# Custom data

In [3]:
import re
from sklearn.model_selection import train_test_split

# Script parses RAW_INPUT_PATH, which is a dump from dynalist, and outputs
# two files: OUTPUT_TRAIN_PATH, OUTPUT_TEST_PATH, which are preprocessed sentences, split into train and test
RAW_INPUT_PATH = 'research_dump.txt'
TRAIN_PATH = 'train.txt'
TEST_PATH = 'test.txt'
MODEL_NAME = 'gpt2'

"""
@param sentence: string.
@return bool. Whether or not the sentence should be included as part of training.
"""
def is_valid_sentence(sentence):
    return len(sentence) > 10

"""
@param sentence: string.
@return string. The preprocessed sentence.
"""
def preprocess_sentence(sentence):
    return re.sub(r"\*\*", "", sentence).strip()

sentences = []
with open(RAW_INPUT_PATH, encoding='utf-8') as f:
    for sentence in f:
        sentence = preprocess_sentence(sentence)
        if not is_valid_sentence(sentence):
            continue
        sentences.append(sentence)

train_sentences, test_sentences = train_test_split(sentences, test_size=0.10)

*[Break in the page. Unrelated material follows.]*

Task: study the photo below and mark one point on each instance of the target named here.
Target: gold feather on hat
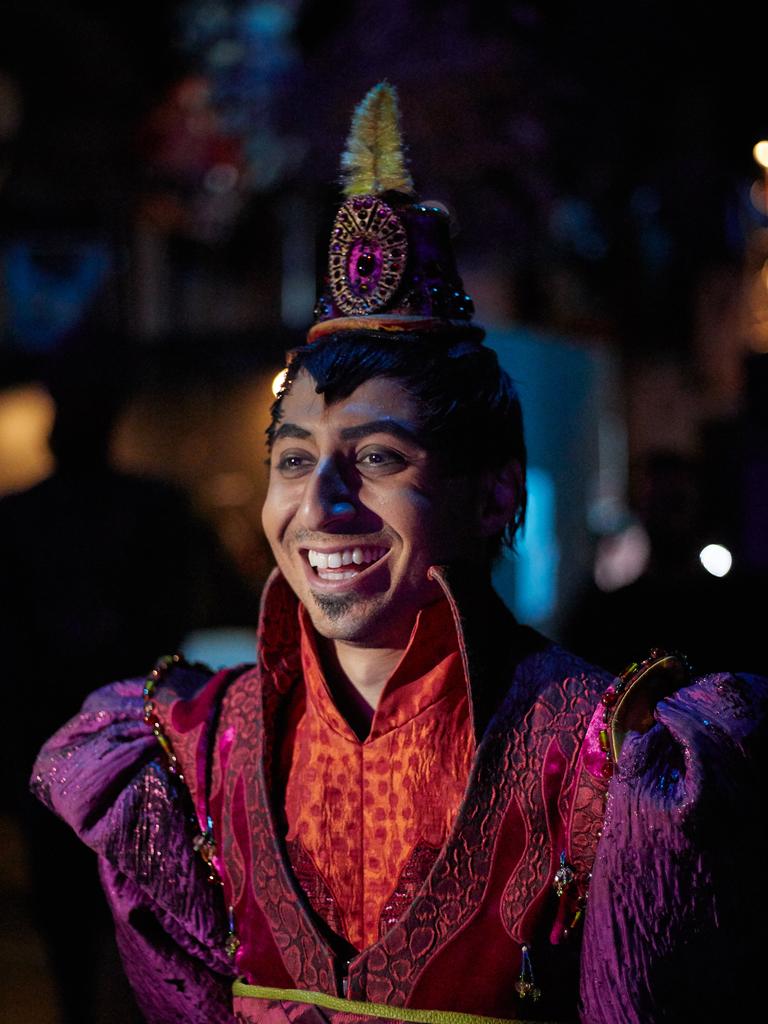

with open(TRAIN_PATH, "w", encoding='utf-8') as outfile:
    outfile.write("\n".join(train_sentences))
    
with open(TEST_PATH, "w", encoding='utf-8') as outfile:
    outfile.write("\n".join(test_sentences))

In [4]:
# 15K sentences
print(len(sentences))

15088


# Fine tuning

In [5]:
from transformers import AutoTokenizer
tokenizer = AutoTokenizer.from_pretrained(MODEL_NAME)

In [6]:
from transformers import TextDataset,DataCollatorForLanguageModeling

def load_dataset(train_path,test_path,tokenizer):
    train_dataset = TextDataset(
          tokenizer=tokenizer,
          file_path=train_path,
          block_size=4)
     
    test_dataset = TextDataset(
          tokenizer=tokenizer,
          file_path=test_path,
          block_size=4)   
    
    data_collator = DataCollatorForLanguageModeling(
        tokenizer=tokenizer, mlm=False,
    )
    return train_dataset,test_dataset,data_collator
# TODO: What is data collator?
train_dataset, test_dataset, data_collator = load_dataset(TEST_PATH, TEST_PATH, tokenizer)

In [7]:
from transformers import Trainer, TrainingArguments,AutoModelWithLMHead

MODEL_OUTPUT_DIR = "./finetuned-gpt2"
model = AutoModelWithLMHead.from_pretrained(MODEL_NAME)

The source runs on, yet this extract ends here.